A broad and deep ditch runs the entire length of the perimeter, from the inner edge of which rises a thick and lofty wall of sun-baked clay and stone, flanked by no fewer than thirty-five turreted bastions. I have been able to draw in plan the location of each, though for reasons of economy in time, and so as not to appear excessively interested should I have been accosted, I was minded to draw elevations of only those I judged would command the likely approaches. The citadel itself occupies a natural height, rising above all else in the city, and is itself enclosed by a ditch 1

0 feet wide and fifty feet deep. And, as if Vauban himself had directed the fortification, there are ravelins and lunettes, fleches and demi-lunes the entire length of the walls.
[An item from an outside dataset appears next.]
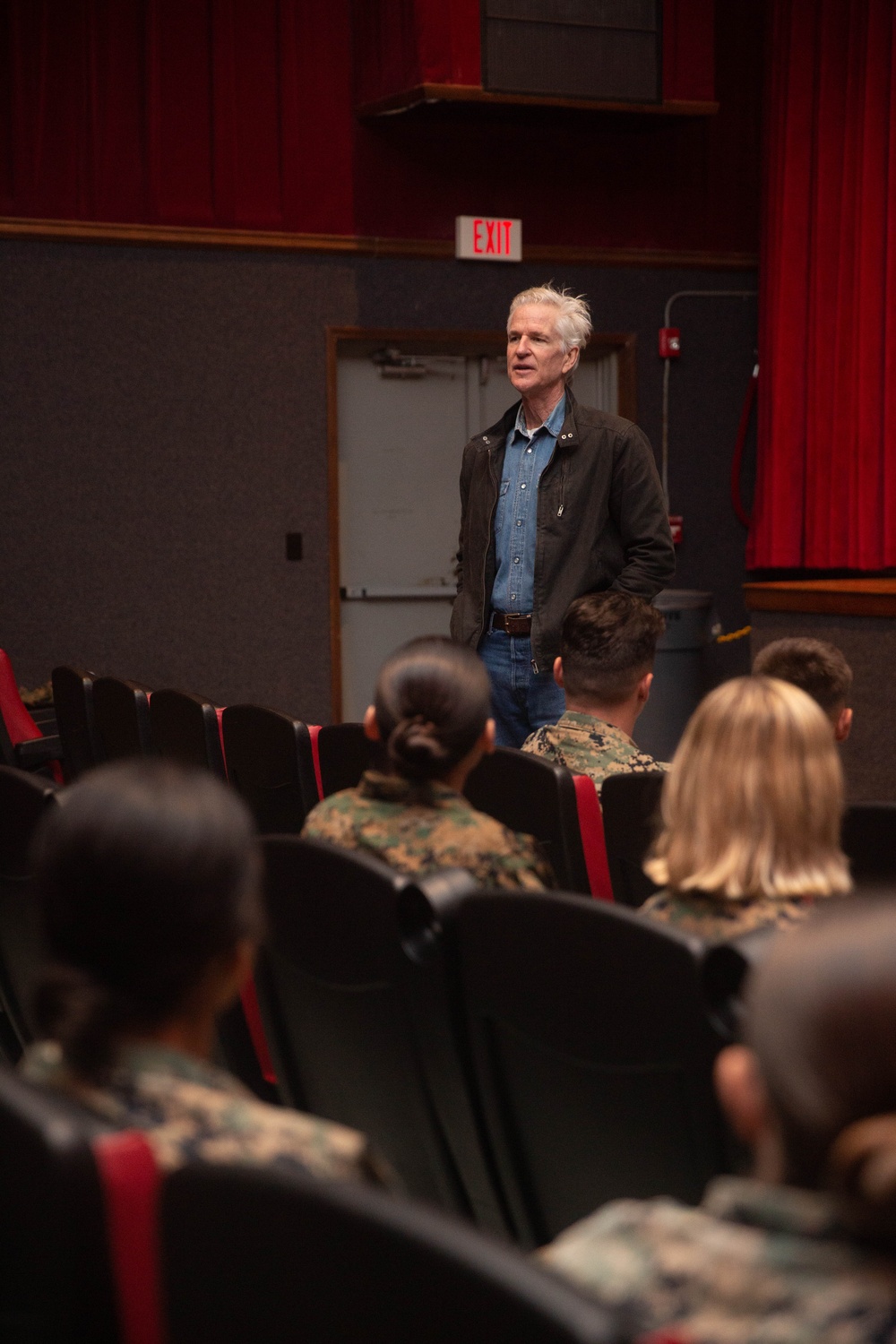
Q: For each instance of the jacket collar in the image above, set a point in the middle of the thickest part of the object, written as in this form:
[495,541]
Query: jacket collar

And how blessed are the people of Bhurtpore, too, since the moats and ditches are dry, so they are not plagued by the mosquitoes that thrive on still water, and they may drive their animals wherever they wish. I have learned that water when it is needed to fill the moats comes from a jheel to the north-west of the fortress, a very practical and happy arrangement. This water and these walls would pose the best engineer a test of his science. And when the water and the walls are covered by the guns of thirty-five bastions and countless other outworks, the infantry might very well become so many companies of forlorn hopes unless directed by a general of exceptional address. In the skill of the siege artillery and the field gunners reposes their fate. No fortress is impregnable, we must understand, but it is my decided opinion that if ever a fortress came close to such a condition it is Bhurtpore . . .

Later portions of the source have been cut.